Very thorough food guide Apr 7, 2008
I never thought I'd find such an extensive library on zone food blocks, including ready-made TV dinners and fast food. It does not include everything, but it makes a very good attempt at doing so.
I Could Not Do This Diet Successfully With Out This Book... Nov 1, 2007
This book is my "go to" for information for the zone diet. I can figure out how to eat anything and still stay in the zone. I would highly reccommend it.
ZONE FOOD BLOCKS Aug 28, 2006
Good information. Many fresh fruits and vegetables are not listed. Mostly canned, frozen, and processed foods are listed. The organization within the main categories is difficult to navigate. Rather than listing "fruits" within the Carbohydrate category and putting all fruits under that heading, they are listed alphabetically within the category and mixed in with everyting else.
It's not as complicated as Sears wants you to believe Aug 15, 2006
Sears wants you to think he has come up with a complicated system which he calls The Zone.
In reality, all you need is to eat naturally, like our ancestors did thousands of years ago. Eat greens, vegetables, berries, fruit, mushrooms, nuts. Eat lean meat (our ancestors hunted for healthy, lean animals). Eat egg whites, but avoid yolks. Most of the modern contaminants stick to fat molecules, and yolks are mostly fat. Plus it's the wrong type of fat, as chickens are not fed properly. Eat wild fish (but not too often; don't forget about pollutants).
That's it. Forget grains (and everything made from them). Forget potatoes and hard beans, soda and juices. Forget vegetable oils. All that junk is completely unnatural for humans to eat; our ancestors couldn't imagine that was edible. And that's why we have diseases that they didn't have.
Forget milk. Milk is only good for babies under 3 years old. Studies show that milk (and even yogurt) causes hyperinsulinemia (insulin "spikes" that lead to diabetes etc.) in adults.
Yes, his advice to take fish oil is great. Farm-raised animals are fed with junk food; consequently, they lack certain fatty acids that are vital for our health. Fish oil is a convenient way of restoring the balance. But Sears' fish oil is not the purest and cheapest on the market.
I'm a physiologist, and I've helped a number of people to change their eating habits. Those people have gotten rid of many problems, like obesity, allergies, asthma, arthritis, and excessive fatigue. And they don't complain that the food is not delicious enough. They learned to use their imagination a little bit and combine various healthy foods to create their nice and simple "recipes", and realized they enjoy their food even more than before.

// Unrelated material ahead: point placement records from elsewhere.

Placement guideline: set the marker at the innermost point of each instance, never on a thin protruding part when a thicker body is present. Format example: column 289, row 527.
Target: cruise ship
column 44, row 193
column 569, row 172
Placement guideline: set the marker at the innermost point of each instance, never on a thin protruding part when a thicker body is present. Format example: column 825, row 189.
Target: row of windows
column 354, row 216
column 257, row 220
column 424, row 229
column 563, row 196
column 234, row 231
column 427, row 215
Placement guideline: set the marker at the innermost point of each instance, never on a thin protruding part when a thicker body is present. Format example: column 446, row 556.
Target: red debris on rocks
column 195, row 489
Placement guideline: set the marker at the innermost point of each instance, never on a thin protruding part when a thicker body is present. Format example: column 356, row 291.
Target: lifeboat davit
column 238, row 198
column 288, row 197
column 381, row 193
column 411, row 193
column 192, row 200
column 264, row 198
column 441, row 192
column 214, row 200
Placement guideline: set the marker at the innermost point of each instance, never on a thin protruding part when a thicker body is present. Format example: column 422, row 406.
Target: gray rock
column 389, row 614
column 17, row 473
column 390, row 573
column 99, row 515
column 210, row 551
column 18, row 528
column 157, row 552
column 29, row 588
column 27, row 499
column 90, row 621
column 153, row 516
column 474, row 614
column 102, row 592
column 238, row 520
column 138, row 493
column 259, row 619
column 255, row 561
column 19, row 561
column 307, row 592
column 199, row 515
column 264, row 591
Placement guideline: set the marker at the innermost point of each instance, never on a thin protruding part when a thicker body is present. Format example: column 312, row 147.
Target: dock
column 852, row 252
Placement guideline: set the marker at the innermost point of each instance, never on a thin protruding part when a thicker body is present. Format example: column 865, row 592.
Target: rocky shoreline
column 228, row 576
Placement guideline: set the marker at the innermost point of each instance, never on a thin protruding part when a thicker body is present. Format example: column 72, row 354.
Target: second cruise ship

A little complicated - but a handy reference Feb 9, 2006
This is a very nice book to have as a reference if you're on the Zone diet. It has a very comprehensive and detailed list of frozen dinners, broken down into blocks.
The reason I'm giving it three stars, though, is the fact that the book is not very user-friendly. It's VERY bulky, so I have to type grocery lists on the computer of what I can from the book when I go shopping. I also wish the fast foods section was more of a "This is what you can, and can't eat" reference. It tells you how many blocks each food is, but when you're at Wendy's, chances are, you won't have the book handy.
A helpful tip to remember is: If you're going to buy this book, highlight what you think you can eat and then write it down and keep in in your wallet or purse for the store or when you're out to eat. Also write down how many blocks each meal is so that you'll know if you need to compensate for a fat or carb during the meal. Then you have a great reference at home with everything you need, and a travel-sized version!